I can see the skeptical looks on some faces… What’s this hippy-dippy, new age, positive mental attitude, rah-rah cheerleader pep talk about? I get that feeling, because I still have it sometimes. I grew up in Boston, with a Northeastern, take-no-crap, get-em-before-they-get-you, tough attitude. My mom told me when I was young that I was a pessimist, and I believe that I was. But here’s the deal – I don’t like who I am when I think that way. I prefer myself with a kinder, gentler, positive and trusting outlook. It’s not that LIFE isn’t happening to me just like everyone else. But I can choose how I think. My friend Lisa told me, “You are the mother of your mind.” The bible says it too in 2 Corinthians 5b: “…and we take captive every thought to make it obedient to Christ.” That’s right, I get to select which thoughts I believe and which I reject as untrue. But I have to be paying attention and actively choosing to train my mind. I’m in charge of my thoughts and beliefs, not my mind! I can be trusting or suspicious. Have you noticed that what you anticipate is often confirmed? Neurologically and psychologically speaking, whatever patterns we allow our minds to follow are laid down in pathways in the brain. I’d rather lay down the most positive and beneficial ones. I can choose to believe this is a hard and painful life, or I can choose to believe that this is a good and abundant world, and that everything I need comes when I need it.  I’m happier this way!

 

herb box

My herb box

Life is messy.
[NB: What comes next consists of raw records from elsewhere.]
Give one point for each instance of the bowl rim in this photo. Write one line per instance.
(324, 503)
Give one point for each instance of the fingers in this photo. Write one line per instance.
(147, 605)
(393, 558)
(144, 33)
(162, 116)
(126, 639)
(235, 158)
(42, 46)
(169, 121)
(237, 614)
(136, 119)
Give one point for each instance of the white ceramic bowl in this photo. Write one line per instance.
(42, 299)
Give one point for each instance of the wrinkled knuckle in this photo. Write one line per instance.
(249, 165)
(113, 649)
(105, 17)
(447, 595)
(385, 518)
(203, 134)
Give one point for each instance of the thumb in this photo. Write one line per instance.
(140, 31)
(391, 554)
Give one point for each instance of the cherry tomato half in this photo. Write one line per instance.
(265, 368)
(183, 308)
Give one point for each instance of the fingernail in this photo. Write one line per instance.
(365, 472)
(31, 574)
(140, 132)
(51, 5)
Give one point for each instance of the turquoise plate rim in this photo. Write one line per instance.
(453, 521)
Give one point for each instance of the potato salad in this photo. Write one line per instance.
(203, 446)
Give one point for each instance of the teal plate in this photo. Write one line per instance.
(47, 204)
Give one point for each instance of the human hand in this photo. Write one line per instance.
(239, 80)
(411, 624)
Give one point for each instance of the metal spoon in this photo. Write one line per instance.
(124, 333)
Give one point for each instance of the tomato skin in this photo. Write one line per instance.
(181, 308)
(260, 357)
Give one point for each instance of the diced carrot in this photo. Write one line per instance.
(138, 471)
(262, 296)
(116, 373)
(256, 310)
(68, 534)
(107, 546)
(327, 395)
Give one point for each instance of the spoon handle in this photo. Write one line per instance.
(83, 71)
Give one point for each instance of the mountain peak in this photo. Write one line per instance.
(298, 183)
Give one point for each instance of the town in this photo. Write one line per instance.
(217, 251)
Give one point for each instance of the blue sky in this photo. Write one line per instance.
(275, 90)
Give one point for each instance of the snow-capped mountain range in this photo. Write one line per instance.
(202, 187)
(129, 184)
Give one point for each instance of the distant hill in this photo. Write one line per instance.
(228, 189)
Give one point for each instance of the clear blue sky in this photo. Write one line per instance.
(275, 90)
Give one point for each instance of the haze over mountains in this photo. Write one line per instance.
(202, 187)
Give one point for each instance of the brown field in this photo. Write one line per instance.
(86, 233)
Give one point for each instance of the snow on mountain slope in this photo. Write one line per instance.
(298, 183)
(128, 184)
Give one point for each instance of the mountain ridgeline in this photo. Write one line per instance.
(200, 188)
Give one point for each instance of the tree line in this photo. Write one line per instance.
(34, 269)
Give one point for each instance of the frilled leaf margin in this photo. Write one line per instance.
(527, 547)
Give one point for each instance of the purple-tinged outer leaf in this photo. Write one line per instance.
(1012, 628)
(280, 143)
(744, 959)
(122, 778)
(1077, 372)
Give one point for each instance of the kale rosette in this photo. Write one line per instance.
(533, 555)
Let go forward with our projects and plans and self improvements! But let us each remember to be patient with our messy lives and homes, imperfect children, chaotic work-life balance, and overgrown gardens. Most of all, let’s always remember to keep some kindness and patience for ourselves, because we need it too!

 

sweet pepper plant

One of my sweet pepper plants

*This quote is a paraphrase of an Italian proverb by Orlando Pescetti that was popularized by Voltaire.